The formula for calculating the monthly mortgage payment is:
M = P [ r(1+r)^n ] / [ (1+r)^n – 1 ]
Where:
M = monthly mortgage payment
P = principal amount (balance financed)
r = monthly interest rate (annual interest rate divided by 12 and expressed as a decimal)
n = total number of monthly payments
First, let's calculate the principal amount or balance financed. The home was bought with a 20% down payment, so the principal amount is 80% of the home's value:
Principal amount = 80% of $128,000 = 0.80 * $128,000 = $102,400
Next, let's calculate the monthly interest rate. The annual interest rate is 8.5%, so the monthly interest rate is:
Monthly interest rate = 8.5% / 12 = 0.085 / 12 = 0.0070833
Now, let's calculate the total number of monthly payments. The loan term is 30 years, which means 30 * 12 = 360 monthly payments.

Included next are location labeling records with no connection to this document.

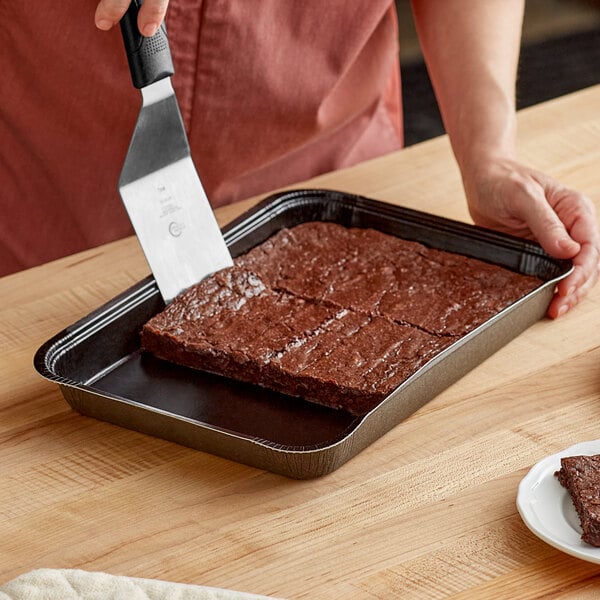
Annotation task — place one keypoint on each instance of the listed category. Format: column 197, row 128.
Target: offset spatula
column 159, row 185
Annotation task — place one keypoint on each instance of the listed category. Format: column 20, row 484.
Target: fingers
column 576, row 286
column 110, row 12
column 151, row 15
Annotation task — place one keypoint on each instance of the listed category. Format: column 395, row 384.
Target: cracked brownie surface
column 339, row 316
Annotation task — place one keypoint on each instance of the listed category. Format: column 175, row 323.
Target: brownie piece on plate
column 580, row 475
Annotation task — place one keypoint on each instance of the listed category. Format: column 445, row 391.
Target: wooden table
column 428, row 511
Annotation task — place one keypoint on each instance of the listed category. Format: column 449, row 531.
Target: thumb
column 549, row 230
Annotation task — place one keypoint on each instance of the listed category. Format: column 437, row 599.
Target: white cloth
column 74, row 584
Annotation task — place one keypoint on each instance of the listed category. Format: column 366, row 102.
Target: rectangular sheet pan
column 101, row 372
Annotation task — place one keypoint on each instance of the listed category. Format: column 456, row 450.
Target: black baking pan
column 102, row 373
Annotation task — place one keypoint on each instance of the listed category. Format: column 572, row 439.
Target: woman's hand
column 508, row 196
column 151, row 15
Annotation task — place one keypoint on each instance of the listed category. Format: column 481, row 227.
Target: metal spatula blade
column 159, row 184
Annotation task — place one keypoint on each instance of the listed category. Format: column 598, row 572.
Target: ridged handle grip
column 149, row 58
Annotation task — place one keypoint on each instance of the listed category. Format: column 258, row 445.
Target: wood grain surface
column 427, row 511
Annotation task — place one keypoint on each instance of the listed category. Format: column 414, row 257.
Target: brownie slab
column 338, row 316
column 580, row 476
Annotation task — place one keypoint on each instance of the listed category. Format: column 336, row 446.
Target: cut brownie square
column 580, row 475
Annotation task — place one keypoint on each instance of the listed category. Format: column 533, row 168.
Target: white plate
column 546, row 508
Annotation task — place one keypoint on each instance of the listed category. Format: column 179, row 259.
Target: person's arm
column 471, row 49
column 151, row 15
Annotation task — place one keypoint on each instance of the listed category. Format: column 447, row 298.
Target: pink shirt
column 272, row 92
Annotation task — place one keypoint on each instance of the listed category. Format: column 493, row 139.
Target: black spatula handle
column 149, row 58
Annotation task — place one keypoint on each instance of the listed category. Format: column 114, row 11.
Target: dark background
column 560, row 53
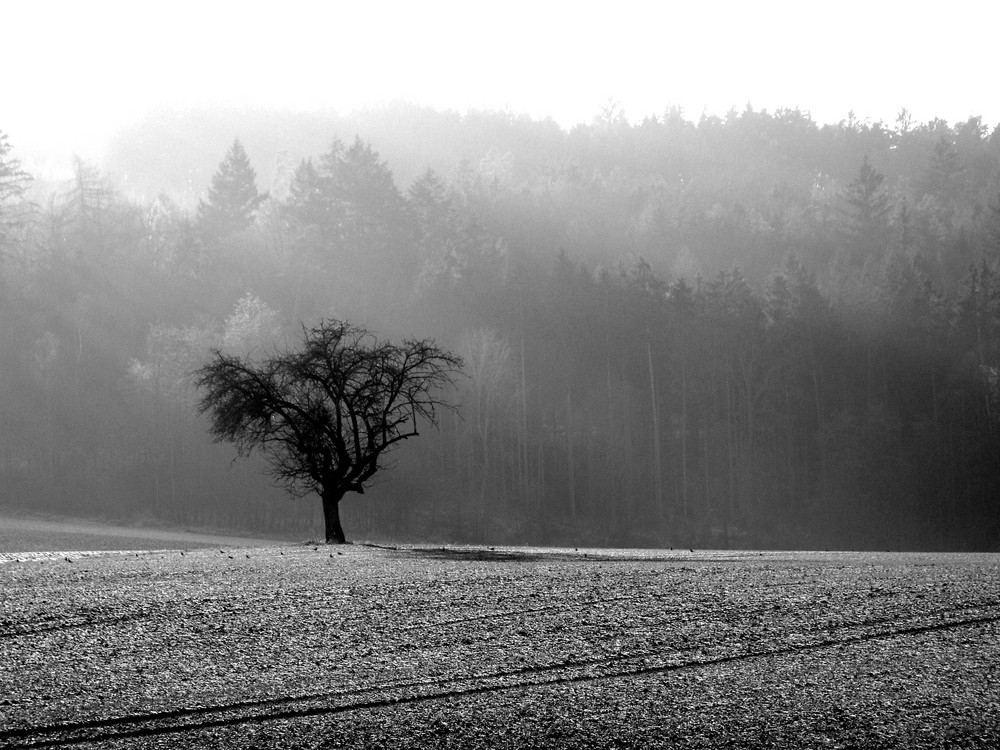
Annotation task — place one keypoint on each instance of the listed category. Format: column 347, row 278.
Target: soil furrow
column 147, row 725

Total number of monthly payments = 30 years * 12 months/year = 360 payments
Plugging these values into the mortgage payment formula, we get:
M = $102,400 [ 0.0070833(1+0.0070833)^360 ] / [ (1+0.0070833)^360 – 1 ]
Evaluating this expression using a calculator, we find:
M ≈ $795.73
Therefore, the monthly payment for the loan is approximately $795.73.